In a recent cybersecurity breach, hackers accessed the donor information of prominent charitable organizations functioning in the United Kingdom. The organizations that lost their data were Dogs Trust, the Royal Society for the Prevention of Cruelty to Animals (RSPCA), and Friends of the Earth among others. It was the Kokoro cyber attack that allowed hackers to steal donor information from various charitable organizations in the UK.
Hackers did not breach the systems of the UK-based charities. The data breach took place on the third-party servers of Kokoro.
Kokoro Cyber Attack Posing a Risk to UK-Based Charity Donors
Information about donors including surnames, postcodes, email addresses, and past donations was accessed by hackers in the incident involving About Loyalty. They also accessed data showing the donor’s relationship with the charitable organizations and events they participated in.
Other sensitive donor data including passwords or bank details were not stolen by the presently unknown hackers of the UK Charities data breach.
So far the organizations that have been reported to have suffered a data breach are Shelter, Battersea Dogs and Cats Home, Dogs Trust, RSPCA, and Friends of Earth. The donors of the said charities include high-profile celebrities.
Sir Elton John is the ambassador of Battersea Dogs and Cats Home, Alan Carr is associated with Dogs Trust, and Sir Brian May supports the Royal Society for the Prevention of Cruelty to Animals.
Third-Party Kokoro Cyber Attack
The UK-based charities use the services offered by a donor survey-conducting firm, About Loyalty. About Loyalty uses the services offered by a web server firm, Kokoro. About Loyalty’s data was targeted by hackers on August 9.
They then breached the sub-contractor, Kokoro which manages data for About Loyalty. “Hackers hit a survey company that works with more than 40 charities…,” read a Dailymail report throwing light on the potential number of affected organizations due to the Kokoro data breach.
Kokoro Cyber Attack and Impacted Donors
The Kokoro cyber attack took place in August however, it came to light recently when About Loyalty alerted its client charity organizations about it. After getting a notice regarding the Kokoro cyber attack, the charity organizations alerted its donors and others impacted by it.
The potential amount of data exfiltrated by the Kokoro cyber attack hackers could be estimated by the number of supporters the organizations have. The RSPCA has 500,000 supporters, while Friends of the Earth has 93,000 supporters.
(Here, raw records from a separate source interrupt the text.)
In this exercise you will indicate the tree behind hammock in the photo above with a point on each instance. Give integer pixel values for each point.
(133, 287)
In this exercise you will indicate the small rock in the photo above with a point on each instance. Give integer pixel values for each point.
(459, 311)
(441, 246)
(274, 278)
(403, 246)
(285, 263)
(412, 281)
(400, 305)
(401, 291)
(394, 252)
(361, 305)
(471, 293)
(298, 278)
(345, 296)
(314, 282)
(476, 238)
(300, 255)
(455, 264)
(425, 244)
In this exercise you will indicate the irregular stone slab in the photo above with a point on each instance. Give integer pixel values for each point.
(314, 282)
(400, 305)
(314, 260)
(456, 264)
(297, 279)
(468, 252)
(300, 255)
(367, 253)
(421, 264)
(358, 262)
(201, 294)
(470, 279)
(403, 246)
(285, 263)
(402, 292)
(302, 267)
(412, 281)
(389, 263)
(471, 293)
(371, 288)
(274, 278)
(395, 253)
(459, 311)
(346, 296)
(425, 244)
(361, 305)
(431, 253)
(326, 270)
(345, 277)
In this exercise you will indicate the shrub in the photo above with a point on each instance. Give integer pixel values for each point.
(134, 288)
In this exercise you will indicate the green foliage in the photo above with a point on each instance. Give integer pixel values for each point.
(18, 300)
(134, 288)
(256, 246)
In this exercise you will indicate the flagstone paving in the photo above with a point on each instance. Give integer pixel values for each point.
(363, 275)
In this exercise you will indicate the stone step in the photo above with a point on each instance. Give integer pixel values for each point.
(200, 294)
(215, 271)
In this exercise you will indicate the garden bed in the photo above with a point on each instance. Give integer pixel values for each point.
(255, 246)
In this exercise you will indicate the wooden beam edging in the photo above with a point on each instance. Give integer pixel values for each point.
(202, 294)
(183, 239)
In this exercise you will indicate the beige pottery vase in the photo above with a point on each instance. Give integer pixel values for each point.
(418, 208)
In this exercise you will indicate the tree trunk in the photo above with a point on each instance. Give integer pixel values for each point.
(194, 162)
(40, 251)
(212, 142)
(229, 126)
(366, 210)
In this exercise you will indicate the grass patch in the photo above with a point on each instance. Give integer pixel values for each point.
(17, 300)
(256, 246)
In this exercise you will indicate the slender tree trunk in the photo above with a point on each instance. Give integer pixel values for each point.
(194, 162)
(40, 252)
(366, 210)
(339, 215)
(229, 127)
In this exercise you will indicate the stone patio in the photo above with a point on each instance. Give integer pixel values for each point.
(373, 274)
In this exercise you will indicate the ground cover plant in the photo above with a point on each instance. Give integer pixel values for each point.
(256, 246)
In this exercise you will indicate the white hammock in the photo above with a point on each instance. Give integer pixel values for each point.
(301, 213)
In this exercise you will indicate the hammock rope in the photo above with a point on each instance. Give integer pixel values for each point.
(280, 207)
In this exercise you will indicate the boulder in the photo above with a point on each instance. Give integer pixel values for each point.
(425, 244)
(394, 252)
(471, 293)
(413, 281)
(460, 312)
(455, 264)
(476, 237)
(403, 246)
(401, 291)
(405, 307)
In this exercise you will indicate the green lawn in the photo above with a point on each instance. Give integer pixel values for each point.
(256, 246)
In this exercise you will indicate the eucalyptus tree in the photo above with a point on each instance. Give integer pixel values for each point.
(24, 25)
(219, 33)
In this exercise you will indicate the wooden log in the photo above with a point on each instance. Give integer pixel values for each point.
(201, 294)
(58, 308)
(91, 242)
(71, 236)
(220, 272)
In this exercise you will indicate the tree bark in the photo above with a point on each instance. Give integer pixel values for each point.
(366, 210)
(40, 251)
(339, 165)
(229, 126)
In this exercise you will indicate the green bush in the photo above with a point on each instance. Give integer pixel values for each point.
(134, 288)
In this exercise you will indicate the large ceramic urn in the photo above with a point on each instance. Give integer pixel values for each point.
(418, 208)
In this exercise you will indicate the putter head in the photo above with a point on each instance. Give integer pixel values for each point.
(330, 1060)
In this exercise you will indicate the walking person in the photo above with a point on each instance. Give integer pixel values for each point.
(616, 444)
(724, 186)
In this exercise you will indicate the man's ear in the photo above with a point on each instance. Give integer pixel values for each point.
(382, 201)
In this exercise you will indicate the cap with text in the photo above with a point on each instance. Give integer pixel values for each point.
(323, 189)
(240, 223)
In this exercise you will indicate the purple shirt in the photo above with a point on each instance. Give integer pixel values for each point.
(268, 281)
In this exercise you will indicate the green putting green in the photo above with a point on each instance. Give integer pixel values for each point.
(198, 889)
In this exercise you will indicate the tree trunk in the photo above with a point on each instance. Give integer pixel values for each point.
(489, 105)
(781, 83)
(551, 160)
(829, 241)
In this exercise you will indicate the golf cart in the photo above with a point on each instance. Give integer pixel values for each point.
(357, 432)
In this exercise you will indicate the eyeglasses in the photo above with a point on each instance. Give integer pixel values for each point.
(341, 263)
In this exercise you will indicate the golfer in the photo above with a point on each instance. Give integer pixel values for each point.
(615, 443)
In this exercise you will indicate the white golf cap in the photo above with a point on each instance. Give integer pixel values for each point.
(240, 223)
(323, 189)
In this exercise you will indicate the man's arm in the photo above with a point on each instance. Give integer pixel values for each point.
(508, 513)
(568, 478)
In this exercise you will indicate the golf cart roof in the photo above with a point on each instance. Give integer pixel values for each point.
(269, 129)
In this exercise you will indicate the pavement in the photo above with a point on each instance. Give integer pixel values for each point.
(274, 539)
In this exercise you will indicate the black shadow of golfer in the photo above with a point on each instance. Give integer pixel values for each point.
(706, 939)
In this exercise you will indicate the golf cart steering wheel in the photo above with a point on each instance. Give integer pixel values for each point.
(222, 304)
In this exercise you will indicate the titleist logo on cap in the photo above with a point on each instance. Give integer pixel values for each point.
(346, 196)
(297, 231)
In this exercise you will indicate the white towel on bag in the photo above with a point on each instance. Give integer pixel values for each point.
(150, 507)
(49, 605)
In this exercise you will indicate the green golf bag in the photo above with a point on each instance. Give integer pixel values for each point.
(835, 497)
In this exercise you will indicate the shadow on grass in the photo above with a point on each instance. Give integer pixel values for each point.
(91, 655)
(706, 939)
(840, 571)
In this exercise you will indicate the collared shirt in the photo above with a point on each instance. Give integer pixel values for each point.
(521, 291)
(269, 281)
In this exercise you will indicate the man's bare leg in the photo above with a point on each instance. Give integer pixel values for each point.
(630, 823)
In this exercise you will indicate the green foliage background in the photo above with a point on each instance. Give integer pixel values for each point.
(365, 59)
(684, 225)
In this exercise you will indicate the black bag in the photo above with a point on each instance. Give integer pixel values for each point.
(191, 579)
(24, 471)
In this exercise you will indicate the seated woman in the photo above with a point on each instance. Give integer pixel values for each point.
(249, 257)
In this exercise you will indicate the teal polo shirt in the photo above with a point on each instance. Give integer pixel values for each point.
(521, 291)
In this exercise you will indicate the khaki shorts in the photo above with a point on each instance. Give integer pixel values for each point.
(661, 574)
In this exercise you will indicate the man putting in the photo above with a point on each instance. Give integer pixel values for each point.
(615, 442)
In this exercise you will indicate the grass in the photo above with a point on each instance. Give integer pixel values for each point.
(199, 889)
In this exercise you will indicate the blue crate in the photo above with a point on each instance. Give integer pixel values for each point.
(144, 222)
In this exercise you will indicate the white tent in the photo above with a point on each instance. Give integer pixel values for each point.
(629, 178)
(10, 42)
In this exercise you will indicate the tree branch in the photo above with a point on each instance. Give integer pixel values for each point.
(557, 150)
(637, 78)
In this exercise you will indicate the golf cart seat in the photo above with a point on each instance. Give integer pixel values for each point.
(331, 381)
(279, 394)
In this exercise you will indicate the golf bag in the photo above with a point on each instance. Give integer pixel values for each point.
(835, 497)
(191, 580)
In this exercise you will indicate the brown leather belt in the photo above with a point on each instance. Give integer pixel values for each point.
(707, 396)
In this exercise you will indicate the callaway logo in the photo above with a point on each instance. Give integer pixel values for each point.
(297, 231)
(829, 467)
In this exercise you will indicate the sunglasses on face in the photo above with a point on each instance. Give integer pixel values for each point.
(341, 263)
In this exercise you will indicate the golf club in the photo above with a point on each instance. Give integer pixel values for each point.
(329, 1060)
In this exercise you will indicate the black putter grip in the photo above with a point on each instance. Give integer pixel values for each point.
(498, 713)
Responding to our email, About Loyalty said, “Our third-party research partner, Kokoro, recently informed us that they had experienced a cybersecurity incident which may have involved access to some data relating to a subset of About Loyalty’s clients. For more information, please contact Kokoro.”
Alerts Sent to Donors Targeted in the RSPCA Data Breach and Others
An RSPCA spokesperson addressed the security incident it suffered and said, “Although there is no evidence that this data has been shared further, we contacted our supporters as a precaution to offer our reassurance and support.”
A Dogs Trust spokesperson said, “Dogs Trust has been working closely with the third-party provider, the ICO, and other charities affected, and we are confident that this security breach has been resolved and there is no continued risk to our supporters’ information.”
Addressing the Kokoro data breach, the company spokesperson assured that they were confident that the incident had been contained with no further risk to its systems.
A supporter of one of the affected UK charities said to the Daily Mail, “If the security breach happened six weeks ago, how come it has taken so long for them to tell us? Who knows what the hackers could have been up to in that time?”
Media Disclaimer: This report is based on internal and external research obtained through various means. The information provided is for reference purposes only, and users bear full responsibility for their reliance on it. The Cyber Express assumes no liability for the accuracy or consequences of using this information.